Q. The novel confronts the timely and controversial issue of youth prostitution in Japan. What prompted you to focus on this?

The more I learned about this issue, the more perplexed and disturbed I became. The thought of a girl prostituting herself to buy a designer bag was really beyond the scope of my imagination, but there it is, happening in Tokyo, in my city! This got me to thinking, and though some may say the idea of teenage urine sellers in my story is too much of a stretch, it’s not—a friend of mine actually heard a couple of men discussing it on the train. So I decided why not take it a step further? And I did, which you’ll read about at the end of the book. I wanted readers to ask themselves, “What is more disgusting: underage sex for a bag, or urine and “number 2” selling?”

Q. The characters in your book are struggling with their place in Japanese society—do you see this as a naturally more difficult issue for non-Japanese?

I think twenty or thirty years ago my answer would be an unequivocal “yes—of course it is more complicated for non-Japanese to resolve identity issues in Japan,” but today I believe it is just as challenging and more traumatic for young Japanese to determine where they fit in. The paradigms that served their parents and grandparents have shifted and crumbled. The security is gone. My hope is that this is viewed more as an opportunity than a negative. I can’t wait for more young, open-minded voices to be heard!

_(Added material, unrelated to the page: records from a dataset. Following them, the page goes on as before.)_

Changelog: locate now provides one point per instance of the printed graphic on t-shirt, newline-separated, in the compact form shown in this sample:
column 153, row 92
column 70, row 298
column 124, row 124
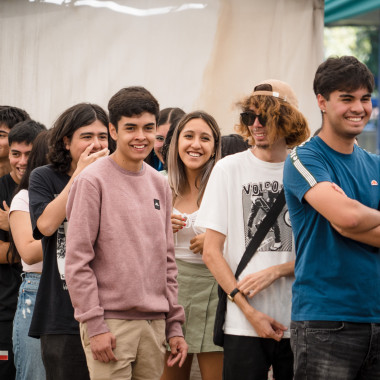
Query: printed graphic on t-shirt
column 61, row 252
column 257, row 200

Q. Obviously, humour is one of the main techniques you employ in the book. But it’s often a humour with pain. Would you agree?

Yes. I was aiming for a humourous pathos. To me that’s what really touches the nerve centre, the soul. Whether you’re a Westerner or a Japanese, an animal or a gangster, you can relate to sympathetic pity, and sometimes the only thing you can do is laugh…if you don’t want to cry!

Q. Was it difficult to write from the point of view of so many diverse characters? How did you manage to get inside the male Japanese mind?

Living with a Japanese man is a good start! But seriously, being a writer involves imagining characters from the inside out. I was attempting to portray the situations of both men and women, Japanese and non-Japanese from various angles. There hasn’t been enough discussion about Western women in Japan and I wanted to explore, debunk, and clarify a few things about them. Also, I wanted to show the good, bad, and the ugly that exists in all of us, in varying degrees.

Q. What are your plans for the book? Where do you see it going?

I’ve got big plans! I think the rest of the world needs to learn about modern Japan and I’m sure they are interested, so it’s simply a matter of promotion. I studied advertising and that’s the best lesson I learned—PROMOTE! No one will read your book if they don’t know it exists. Cutting through the clutter though, that’s another challenge altogether. I would like a large publishing house to buy the rights to the book, along with a film company. I think Sweet Daruma would make an incredibly entertaining movie.

Q. How has local media reaction been?

I’m still in the process of local promotion, and I am really happy with the generosity and kindness of the local media. I think as English-speakers in Japan we’re spoiled that way—just pick up the phone and you can basically talk to the newspaper and magazine book reviewers directly. No large bureaucracy to get through, and not as much competition as you’d get in a native-English market.